The club announced that the bizarre simulacrum of the Thriller star is to be dug up and returned to Mohamed Al Fayed, who put it up when he owned the Premier League club.

The statue of Jackson in a performance pose, wearing a signature single glove, was loved only by Al Fayed - and he refused to listen to any dissenters.

Unveiling the statue at Craven Cottage in 2011, two years after Jackson's sudden death, the 85-year-old Harrods mogul responded to criticism by saying: "Why is it bizarre? Football fans love it.

"If some stupid fans don't understand and appreciate such a gift this guy gave to the world, they can go to hell."

However some fans accused Al Fayed of turning Fulham into a laughing stock.

One fan said: "It makes the club look silly. I thought it was an April Fools joke."

Critics found plenty of faults in the statue, accusing it of not looking like the King of Pop in the facial area, while others complained Jackson never wore the outfit which adorns him on the statue.

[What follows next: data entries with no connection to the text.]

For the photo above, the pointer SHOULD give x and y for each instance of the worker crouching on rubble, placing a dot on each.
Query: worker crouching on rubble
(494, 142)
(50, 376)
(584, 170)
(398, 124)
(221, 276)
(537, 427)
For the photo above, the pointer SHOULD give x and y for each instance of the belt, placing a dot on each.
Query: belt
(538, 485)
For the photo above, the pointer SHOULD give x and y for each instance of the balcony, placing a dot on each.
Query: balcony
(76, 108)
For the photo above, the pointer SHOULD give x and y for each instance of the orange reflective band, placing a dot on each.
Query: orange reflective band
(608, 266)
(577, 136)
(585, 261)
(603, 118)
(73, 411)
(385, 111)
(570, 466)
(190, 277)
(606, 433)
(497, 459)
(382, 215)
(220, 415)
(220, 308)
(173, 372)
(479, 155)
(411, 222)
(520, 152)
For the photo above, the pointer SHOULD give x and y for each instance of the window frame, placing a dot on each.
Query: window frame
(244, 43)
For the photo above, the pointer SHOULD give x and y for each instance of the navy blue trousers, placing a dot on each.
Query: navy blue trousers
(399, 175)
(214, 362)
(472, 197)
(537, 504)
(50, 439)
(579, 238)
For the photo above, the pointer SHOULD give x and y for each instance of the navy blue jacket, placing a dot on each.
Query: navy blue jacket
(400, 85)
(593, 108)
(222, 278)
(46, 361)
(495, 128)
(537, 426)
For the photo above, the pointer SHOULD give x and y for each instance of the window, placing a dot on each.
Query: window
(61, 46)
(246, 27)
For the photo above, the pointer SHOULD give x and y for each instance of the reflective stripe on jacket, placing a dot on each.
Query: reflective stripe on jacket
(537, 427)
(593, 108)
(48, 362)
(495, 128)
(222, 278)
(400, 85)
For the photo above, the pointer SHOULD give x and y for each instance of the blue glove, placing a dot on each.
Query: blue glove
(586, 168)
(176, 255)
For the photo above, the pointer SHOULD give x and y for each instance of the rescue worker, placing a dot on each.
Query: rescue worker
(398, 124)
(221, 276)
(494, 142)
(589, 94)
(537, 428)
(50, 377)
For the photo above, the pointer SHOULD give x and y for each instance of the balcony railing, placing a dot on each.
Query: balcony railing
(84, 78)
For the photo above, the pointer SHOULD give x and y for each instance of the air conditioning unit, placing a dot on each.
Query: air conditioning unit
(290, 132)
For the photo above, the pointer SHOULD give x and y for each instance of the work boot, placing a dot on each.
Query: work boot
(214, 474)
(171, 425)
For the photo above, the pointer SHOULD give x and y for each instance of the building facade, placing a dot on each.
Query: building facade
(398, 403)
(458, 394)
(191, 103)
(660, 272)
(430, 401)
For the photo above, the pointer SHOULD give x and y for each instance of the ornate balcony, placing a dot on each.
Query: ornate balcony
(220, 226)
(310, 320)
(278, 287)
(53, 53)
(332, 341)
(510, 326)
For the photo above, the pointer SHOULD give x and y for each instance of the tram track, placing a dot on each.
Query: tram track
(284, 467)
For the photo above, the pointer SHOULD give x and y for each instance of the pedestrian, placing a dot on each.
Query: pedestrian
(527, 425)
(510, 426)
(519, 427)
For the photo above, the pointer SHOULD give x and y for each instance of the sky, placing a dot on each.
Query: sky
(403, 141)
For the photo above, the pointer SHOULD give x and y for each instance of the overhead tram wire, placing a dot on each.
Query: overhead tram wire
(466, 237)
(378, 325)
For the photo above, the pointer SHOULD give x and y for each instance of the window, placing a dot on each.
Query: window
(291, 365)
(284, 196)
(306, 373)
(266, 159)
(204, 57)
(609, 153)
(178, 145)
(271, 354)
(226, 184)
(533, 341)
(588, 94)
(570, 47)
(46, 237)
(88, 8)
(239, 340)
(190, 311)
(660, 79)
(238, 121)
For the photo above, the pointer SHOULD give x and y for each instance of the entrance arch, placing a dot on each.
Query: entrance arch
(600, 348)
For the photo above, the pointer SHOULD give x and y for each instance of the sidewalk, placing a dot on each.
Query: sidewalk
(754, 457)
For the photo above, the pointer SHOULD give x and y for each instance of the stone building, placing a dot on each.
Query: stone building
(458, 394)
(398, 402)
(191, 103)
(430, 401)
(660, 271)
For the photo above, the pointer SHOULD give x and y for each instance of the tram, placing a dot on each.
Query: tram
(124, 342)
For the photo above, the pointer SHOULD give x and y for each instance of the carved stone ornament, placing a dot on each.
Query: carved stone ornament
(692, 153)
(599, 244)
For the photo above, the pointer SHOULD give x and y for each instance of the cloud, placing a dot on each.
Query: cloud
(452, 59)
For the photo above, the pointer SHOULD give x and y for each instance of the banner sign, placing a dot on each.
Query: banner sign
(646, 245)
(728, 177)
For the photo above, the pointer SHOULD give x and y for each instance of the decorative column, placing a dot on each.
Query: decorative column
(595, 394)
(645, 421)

Now the list of those who are undecidedly unthrilled seemingly includes new owner Shahid Khan, to whom Al Fayed sold the club for £105m earlier this year.

Under development plans, the statue will be removed from its spot - despite Al Fayed warning Khan he will rip off his facial hair if anything happens to it.

He said: "The Michael Jackson statue is listed with the club and if he dares to move it, he will be in big trouble. I will be forced to rip off his [Khan's] moustache if he dares remove it."

But a club spokesman said: "The statue is not part of the Riverside development of the stadium and will be returned to the former chairman in due course."

The announcement of plans to rip out the statue and hand it back to Al Fayed marks a U-turn by new owner Khan. Upon taking over in the boardroom, he said: "I have to preserve and respect history, and I will reflect on the statue. This is a special and historic place."

IBTimes UK contacted Al Fayed but no reply had been received at time of publication.